→ Poster doi: 10.7490/f1000research.1112744.1
Huaiying Lin, Stefan Green, Pinal Kanabar, Neil Bahroos, and Mark Maienschein-Cline, University of Illinois at ChicagoAbstract
There are numerous taxonomy assignment tools available in the bioinformatics field for metagenomics studies, but the performance of these tools has not been well studied on the same set of samples by a third party. Our goal is to measure the discrepancies and consistencies of several popular taxonomy classifiers on the same samples and to compare the results obtained with different sequencing technologies. In this study, 8 stool samples were collected and sequenced with both whole genome shotgun and 16s sequencing methods.
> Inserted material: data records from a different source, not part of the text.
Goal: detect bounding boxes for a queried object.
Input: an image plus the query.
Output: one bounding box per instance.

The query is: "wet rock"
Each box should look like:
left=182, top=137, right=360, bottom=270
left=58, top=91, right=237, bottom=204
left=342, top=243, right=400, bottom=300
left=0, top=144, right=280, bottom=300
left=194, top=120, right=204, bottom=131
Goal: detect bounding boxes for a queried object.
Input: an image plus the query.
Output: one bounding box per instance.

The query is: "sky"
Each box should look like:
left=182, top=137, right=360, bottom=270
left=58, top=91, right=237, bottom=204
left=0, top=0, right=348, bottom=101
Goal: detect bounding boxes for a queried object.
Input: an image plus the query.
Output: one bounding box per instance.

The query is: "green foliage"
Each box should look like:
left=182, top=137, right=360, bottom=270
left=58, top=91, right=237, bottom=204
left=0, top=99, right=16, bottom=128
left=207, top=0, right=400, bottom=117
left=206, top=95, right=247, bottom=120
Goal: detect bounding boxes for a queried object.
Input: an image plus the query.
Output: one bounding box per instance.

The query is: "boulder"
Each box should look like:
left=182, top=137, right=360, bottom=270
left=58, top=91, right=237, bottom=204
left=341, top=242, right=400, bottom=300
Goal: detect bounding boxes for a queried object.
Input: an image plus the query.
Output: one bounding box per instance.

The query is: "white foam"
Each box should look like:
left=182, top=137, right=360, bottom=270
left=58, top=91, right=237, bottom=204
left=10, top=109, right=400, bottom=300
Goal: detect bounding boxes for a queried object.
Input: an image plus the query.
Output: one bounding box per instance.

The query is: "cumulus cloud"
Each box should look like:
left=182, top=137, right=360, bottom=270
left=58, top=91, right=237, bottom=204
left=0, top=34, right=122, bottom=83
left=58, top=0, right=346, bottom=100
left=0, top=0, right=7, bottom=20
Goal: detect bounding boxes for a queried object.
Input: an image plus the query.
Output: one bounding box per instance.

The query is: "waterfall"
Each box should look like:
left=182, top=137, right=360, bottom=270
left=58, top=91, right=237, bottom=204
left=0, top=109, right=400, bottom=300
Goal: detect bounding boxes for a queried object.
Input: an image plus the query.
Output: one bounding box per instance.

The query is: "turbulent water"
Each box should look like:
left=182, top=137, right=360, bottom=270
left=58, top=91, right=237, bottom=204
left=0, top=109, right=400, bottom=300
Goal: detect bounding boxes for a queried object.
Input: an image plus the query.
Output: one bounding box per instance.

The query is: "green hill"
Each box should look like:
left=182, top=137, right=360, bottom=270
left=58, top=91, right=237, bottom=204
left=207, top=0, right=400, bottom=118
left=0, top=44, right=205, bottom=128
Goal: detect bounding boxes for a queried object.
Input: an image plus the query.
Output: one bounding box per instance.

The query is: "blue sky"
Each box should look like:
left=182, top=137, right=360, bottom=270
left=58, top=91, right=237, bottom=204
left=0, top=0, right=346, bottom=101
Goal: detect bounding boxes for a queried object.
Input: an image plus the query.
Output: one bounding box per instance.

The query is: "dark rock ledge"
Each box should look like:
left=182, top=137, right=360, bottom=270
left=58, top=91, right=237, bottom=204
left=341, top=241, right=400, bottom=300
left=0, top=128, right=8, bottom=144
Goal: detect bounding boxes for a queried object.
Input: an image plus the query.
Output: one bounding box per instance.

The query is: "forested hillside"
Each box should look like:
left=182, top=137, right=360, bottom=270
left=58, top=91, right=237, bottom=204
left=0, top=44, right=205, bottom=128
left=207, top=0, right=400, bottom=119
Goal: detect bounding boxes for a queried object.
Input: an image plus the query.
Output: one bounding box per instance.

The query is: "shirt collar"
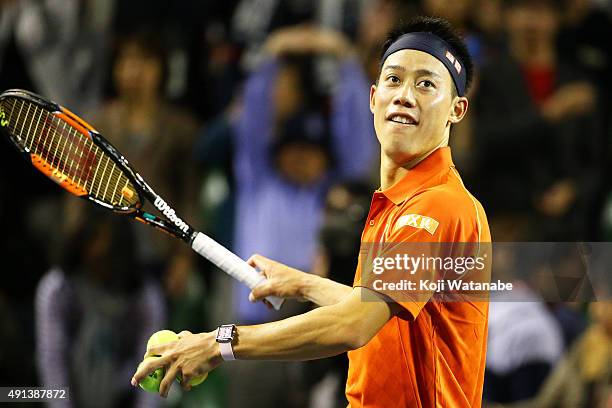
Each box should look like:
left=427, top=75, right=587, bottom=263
left=379, top=146, right=455, bottom=205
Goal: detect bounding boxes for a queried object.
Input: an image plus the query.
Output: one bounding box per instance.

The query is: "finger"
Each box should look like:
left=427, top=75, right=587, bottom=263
left=249, top=282, right=272, bottom=302
left=159, top=364, right=178, bottom=398
left=247, top=254, right=270, bottom=271
left=181, top=371, right=193, bottom=391
left=178, top=330, right=193, bottom=339
left=131, top=357, right=169, bottom=387
left=145, top=340, right=176, bottom=357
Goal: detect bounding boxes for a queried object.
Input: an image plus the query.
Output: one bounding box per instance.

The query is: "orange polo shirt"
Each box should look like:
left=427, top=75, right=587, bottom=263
left=346, top=147, right=491, bottom=408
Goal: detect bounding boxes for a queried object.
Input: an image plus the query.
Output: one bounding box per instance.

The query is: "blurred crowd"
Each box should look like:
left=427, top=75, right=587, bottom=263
left=0, top=0, right=612, bottom=408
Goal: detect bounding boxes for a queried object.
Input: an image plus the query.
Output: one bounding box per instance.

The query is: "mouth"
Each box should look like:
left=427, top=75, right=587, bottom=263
left=387, top=113, right=419, bottom=126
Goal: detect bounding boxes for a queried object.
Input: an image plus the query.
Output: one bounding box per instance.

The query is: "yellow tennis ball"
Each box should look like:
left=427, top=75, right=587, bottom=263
left=145, top=330, right=208, bottom=390
left=138, top=357, right=165, bottom=393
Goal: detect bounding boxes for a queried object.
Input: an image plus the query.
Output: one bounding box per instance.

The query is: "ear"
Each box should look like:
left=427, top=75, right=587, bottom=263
left=370, top=84, right=376, bottom=113
left=448, top=96, right=469, bottom=124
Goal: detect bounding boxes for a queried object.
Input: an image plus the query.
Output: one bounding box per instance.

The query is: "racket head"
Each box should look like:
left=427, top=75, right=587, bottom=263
left=0, top=89, right=143, bottom=213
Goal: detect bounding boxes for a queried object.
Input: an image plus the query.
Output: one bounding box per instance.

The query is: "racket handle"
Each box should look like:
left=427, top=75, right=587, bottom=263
left=191, top=232, right=284, bottom=310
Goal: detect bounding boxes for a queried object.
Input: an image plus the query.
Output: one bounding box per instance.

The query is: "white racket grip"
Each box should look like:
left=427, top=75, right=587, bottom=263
left=191, top=232, right=284, bottom=310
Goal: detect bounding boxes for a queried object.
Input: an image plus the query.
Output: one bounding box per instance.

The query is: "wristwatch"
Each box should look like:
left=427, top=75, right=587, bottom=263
left=217, top=324, right=236, bottom=361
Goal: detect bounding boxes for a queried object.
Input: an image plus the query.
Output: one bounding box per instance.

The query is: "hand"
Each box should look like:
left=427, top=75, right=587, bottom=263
left=542, top=81, right=596, bottom=122
left=132, top=331, right=223, bottom=398
left=247, top=254, right=310, bottom=306
left=264, top=25, right=354, bottom=58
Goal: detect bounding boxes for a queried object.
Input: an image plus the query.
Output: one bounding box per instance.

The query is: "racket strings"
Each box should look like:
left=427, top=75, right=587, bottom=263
left=2, top=98, right=139, bottom=207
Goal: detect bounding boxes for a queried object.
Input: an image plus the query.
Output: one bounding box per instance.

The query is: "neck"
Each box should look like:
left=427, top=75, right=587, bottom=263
left=510, top=41, right=555, bottom=67
left=380, top=137, right=448, bottom=190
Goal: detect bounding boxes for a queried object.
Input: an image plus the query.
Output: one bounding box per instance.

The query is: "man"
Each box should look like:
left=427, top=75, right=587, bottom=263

We compared the consistency of taxonomy profiling using (1) five popular off-the-shelf taxonomy profiling softwares: Mothur and Qiime for 16s amplicons, and Gottcha, Metaphlan2 and Metaphyler for shotgun reads; (2) MEGAN’s Lowest Common Ancestor (LCA) taxonomy profiling algorithm using NCBI Megablast-based output between three databases: nt (non-redundant nucleotide), nr (non-redundant amino acid) and 16s microbial nucleotide. From approach (1), we found the taxonomic composition from 16s amplicons is a useful estimate of the whole genome shotgun reads. Mothur, Qiime, Metaphyler and Metaphlan2 showed similar clustering patterns, although Gottcha returned distinctive results. From approach (2), we found that when comparing across different sequencing/processing methods, shotgun reads are the most stable regardless of database types, while 16s reads show different beta diversity among the three databases. Comparing across different databases, we found shotgun reads have a higher beta diversity when comparing to 16S amplicons, and nt database gives the most different taxonomic profiles.